Lenovo has, so far, released two security advisories regarding LSE, one for its laptops (tinyurl.com/p8ocfwt) and one for desktops (tinyurl.com/p3mbpha). As we noted in the main copy, the installation of OneKey Optimizer on laptops is the factor that introduces real security issues, but both notices outline methods to remove LSE completely.

Laptop (Windows 8, 8.1 and 10 in UEFI mode)

1. Run the Lenovo LSE disabler tool (download from tinyurl.com/ojrd4su) as an administrator, this will cause a command line window to pop for about 30 seconds while the disabler tool stops the LSE service, deletes all files installed by the LSE module (C:\windows\system32\wpbbin.exe; C:\windows\system32\LenovoUpdate.exe; C:\windows\system32\LenovoCheck.exe), repairs the autocheck files in Windows and disables the UEFI variable that enables LSE.

2. You can then Restart your PC

Desktop (For Windows 8 and 8.1)

In order to disable LSE on desktop systems, please complete the following two steps:

1. Disable LSE in the system BIOS. Ppress F1 while the system is booting to get to the BIOS. Navigate to the Security tab and set the Lenovo Service Engine option to “disabled”. If you do not see these options in the BIOS LSE is not enabled in your system and running the disable utility is not needed. Press F10 to Save and Exit.

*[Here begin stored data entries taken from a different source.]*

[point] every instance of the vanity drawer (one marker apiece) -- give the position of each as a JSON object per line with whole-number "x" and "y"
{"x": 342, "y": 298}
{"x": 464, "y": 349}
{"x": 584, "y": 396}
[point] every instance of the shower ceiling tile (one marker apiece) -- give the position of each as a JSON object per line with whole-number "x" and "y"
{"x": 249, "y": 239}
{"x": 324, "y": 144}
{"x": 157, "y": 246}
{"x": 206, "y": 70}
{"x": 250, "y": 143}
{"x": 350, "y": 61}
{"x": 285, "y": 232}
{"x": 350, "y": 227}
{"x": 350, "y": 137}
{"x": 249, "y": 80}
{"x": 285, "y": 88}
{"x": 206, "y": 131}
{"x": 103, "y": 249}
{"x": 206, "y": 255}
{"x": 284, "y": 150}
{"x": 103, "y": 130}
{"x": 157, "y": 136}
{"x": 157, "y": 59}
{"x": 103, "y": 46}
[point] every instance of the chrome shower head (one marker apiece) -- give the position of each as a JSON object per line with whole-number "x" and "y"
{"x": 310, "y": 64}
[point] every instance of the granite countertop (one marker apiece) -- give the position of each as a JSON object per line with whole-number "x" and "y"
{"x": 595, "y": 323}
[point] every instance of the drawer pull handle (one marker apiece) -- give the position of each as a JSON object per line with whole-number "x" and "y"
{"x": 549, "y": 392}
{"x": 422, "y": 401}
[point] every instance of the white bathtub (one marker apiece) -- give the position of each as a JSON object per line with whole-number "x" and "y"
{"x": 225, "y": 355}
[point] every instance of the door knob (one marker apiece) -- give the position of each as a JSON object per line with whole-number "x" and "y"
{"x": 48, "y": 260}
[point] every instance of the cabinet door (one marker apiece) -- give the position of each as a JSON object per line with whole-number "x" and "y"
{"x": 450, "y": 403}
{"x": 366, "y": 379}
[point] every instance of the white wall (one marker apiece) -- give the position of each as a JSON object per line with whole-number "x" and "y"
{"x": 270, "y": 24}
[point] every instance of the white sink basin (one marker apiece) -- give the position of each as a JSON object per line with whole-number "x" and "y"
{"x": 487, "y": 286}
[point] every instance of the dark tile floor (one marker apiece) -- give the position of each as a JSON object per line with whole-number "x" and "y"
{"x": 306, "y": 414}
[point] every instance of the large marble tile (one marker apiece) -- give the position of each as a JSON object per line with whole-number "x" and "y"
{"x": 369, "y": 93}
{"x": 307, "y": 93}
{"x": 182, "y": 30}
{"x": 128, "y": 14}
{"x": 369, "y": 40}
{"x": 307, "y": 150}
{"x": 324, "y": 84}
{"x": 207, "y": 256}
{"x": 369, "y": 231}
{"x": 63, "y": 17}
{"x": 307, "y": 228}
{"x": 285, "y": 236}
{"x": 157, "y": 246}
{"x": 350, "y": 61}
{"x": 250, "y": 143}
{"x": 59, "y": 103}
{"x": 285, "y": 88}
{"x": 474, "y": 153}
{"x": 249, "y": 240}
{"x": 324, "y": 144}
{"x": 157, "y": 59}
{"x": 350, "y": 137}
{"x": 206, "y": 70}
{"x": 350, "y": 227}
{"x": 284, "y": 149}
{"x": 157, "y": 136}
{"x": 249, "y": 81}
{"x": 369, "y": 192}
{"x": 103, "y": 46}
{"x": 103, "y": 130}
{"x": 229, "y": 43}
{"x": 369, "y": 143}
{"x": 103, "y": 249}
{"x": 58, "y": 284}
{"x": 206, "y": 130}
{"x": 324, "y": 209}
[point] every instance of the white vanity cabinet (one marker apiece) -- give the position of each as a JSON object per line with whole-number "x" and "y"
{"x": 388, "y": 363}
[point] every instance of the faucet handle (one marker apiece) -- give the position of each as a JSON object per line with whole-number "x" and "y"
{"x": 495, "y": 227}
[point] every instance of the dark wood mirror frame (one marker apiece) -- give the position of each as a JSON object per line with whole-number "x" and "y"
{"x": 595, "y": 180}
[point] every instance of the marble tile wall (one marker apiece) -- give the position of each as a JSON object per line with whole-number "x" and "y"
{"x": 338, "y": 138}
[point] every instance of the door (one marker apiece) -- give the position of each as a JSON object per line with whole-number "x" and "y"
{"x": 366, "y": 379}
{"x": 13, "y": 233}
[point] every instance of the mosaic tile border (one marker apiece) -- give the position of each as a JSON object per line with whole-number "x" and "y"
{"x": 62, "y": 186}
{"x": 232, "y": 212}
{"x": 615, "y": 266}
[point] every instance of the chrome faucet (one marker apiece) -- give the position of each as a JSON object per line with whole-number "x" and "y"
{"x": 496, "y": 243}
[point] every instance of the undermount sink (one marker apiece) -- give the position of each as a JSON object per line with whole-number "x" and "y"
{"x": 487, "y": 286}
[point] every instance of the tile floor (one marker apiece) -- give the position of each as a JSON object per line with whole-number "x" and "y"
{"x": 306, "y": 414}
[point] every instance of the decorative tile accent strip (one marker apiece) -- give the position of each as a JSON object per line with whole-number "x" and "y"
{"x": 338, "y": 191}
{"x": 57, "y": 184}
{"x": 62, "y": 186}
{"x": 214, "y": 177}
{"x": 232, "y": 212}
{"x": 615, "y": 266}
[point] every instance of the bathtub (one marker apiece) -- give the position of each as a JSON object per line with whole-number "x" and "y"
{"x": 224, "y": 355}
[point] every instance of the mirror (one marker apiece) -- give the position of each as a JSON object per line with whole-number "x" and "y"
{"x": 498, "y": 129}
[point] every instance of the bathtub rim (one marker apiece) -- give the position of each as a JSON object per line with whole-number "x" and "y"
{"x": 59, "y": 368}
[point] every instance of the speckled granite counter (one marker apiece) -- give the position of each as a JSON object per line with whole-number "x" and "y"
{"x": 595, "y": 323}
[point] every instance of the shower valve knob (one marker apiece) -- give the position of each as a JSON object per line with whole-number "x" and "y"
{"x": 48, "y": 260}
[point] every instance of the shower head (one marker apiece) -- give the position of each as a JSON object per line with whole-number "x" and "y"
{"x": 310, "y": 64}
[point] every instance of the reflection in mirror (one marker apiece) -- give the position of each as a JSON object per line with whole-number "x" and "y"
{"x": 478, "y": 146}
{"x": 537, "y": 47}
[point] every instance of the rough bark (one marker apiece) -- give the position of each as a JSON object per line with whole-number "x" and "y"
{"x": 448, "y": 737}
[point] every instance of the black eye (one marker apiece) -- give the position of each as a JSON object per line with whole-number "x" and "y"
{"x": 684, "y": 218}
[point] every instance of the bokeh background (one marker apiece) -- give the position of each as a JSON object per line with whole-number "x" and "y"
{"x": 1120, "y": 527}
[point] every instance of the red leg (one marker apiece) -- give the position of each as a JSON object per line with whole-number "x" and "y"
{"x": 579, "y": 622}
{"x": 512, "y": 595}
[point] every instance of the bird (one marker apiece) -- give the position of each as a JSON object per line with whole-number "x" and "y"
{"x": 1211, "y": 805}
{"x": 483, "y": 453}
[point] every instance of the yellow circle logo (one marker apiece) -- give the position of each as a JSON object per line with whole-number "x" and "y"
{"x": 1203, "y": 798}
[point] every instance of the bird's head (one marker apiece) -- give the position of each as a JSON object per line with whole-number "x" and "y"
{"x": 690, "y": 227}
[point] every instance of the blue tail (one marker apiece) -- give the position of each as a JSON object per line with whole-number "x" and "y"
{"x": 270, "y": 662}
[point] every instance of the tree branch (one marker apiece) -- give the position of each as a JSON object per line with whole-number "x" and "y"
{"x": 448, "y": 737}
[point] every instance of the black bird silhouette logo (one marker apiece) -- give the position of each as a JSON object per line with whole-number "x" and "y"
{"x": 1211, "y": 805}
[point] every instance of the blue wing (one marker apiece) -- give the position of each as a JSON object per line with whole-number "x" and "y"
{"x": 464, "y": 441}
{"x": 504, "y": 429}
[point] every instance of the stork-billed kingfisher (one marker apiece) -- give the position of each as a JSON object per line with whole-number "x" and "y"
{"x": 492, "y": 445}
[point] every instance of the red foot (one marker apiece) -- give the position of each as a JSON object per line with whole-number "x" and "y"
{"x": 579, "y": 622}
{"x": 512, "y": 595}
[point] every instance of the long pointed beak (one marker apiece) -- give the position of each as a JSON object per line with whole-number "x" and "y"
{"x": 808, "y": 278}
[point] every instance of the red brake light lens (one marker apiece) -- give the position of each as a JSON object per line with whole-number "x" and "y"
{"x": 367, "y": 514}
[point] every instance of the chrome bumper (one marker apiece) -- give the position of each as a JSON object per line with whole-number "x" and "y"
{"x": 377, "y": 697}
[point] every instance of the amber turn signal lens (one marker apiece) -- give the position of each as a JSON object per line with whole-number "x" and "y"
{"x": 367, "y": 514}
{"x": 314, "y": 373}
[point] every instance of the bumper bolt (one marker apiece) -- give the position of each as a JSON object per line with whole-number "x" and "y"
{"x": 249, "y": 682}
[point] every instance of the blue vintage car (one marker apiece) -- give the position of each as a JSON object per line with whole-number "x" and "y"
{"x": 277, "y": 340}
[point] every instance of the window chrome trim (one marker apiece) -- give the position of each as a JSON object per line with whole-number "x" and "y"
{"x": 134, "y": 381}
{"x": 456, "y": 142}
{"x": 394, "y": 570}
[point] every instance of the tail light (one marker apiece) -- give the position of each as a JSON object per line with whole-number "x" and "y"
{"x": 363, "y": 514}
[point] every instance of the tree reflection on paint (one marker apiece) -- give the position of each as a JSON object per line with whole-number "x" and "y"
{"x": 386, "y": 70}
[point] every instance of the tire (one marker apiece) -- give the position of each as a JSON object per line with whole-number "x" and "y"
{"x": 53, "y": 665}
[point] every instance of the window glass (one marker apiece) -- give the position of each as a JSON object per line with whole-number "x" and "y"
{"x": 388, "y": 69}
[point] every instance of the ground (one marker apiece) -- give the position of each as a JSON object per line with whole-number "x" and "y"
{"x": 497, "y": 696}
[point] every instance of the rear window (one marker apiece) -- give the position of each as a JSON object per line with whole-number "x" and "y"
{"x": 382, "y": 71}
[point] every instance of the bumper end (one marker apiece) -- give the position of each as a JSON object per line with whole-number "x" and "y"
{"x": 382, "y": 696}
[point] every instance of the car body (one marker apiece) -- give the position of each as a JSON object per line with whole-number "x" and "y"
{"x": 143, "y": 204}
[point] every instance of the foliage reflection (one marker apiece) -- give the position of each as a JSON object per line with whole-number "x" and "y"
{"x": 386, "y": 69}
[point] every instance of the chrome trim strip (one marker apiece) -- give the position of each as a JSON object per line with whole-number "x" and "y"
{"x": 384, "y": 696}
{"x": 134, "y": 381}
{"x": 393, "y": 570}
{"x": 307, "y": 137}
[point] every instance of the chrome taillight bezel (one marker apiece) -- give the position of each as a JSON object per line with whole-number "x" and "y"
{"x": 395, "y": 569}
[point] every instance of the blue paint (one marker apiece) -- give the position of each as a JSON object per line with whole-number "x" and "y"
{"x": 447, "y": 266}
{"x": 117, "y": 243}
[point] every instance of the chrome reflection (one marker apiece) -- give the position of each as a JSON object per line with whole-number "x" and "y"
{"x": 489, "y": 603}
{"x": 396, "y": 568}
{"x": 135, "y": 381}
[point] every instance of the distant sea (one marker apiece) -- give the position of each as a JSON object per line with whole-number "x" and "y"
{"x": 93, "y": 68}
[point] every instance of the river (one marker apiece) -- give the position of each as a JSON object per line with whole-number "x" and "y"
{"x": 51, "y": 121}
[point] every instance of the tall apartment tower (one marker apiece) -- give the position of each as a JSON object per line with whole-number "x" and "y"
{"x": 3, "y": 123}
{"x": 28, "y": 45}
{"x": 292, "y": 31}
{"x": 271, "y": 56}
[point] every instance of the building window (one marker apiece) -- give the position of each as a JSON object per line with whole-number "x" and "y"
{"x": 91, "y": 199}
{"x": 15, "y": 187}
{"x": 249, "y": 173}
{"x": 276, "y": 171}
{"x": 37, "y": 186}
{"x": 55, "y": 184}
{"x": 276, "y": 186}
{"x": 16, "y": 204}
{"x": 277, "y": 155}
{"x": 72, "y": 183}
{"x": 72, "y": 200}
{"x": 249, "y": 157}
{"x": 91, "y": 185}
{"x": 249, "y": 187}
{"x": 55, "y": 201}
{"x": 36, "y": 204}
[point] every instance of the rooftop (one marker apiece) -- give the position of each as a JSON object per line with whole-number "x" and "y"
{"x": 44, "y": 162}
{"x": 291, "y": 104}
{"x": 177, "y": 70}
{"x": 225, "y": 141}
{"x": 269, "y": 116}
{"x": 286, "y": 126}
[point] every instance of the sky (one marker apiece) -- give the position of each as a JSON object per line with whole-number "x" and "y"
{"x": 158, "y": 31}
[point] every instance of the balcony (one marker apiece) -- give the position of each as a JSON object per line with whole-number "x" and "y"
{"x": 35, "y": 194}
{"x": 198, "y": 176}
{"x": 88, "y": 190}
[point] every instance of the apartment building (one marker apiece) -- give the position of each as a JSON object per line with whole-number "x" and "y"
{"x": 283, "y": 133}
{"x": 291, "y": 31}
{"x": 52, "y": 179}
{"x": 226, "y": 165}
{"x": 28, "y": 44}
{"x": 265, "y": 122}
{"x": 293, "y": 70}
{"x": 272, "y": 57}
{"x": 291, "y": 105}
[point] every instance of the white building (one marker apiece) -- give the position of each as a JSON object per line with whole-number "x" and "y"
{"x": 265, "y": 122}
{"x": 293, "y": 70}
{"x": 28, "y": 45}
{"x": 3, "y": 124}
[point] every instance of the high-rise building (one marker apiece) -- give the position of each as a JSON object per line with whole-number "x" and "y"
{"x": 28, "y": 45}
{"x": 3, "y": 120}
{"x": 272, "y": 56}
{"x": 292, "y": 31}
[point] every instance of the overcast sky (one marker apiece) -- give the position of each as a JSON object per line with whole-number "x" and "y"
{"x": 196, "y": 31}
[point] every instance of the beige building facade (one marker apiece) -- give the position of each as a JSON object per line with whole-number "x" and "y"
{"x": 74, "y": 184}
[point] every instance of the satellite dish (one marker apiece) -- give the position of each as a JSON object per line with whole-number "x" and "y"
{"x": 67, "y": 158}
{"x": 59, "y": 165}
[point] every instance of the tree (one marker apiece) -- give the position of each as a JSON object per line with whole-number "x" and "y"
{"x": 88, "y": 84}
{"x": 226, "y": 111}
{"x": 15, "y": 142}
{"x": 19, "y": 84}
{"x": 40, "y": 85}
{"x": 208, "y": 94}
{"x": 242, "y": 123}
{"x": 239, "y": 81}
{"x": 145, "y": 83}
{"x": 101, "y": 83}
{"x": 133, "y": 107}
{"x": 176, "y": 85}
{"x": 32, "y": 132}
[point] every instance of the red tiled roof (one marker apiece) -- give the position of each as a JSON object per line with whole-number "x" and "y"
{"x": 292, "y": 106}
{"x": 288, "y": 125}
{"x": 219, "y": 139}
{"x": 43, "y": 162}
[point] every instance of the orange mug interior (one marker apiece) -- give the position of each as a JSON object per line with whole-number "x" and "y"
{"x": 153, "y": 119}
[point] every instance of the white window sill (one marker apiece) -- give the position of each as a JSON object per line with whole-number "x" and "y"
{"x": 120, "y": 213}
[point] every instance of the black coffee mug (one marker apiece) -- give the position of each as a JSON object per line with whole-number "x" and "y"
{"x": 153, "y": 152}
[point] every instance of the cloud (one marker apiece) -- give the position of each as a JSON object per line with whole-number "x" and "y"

2. Get the RemoveLSEDT utility from tinyurl.com/p9cybrs. Boot to Windows. Right click on the “RemoveLSEDT.bat” file and select “Run as Administrator” or remove the following files on your system: C:\windows\system32\LSEDT.exe and C:\windows\system32\LSEPreDownloader.exe

Note: If you are running Windows 7, or anything newer in a legacy mode, you need a full BIOS update – details can be found at tinyurl.com/p8ocfwt.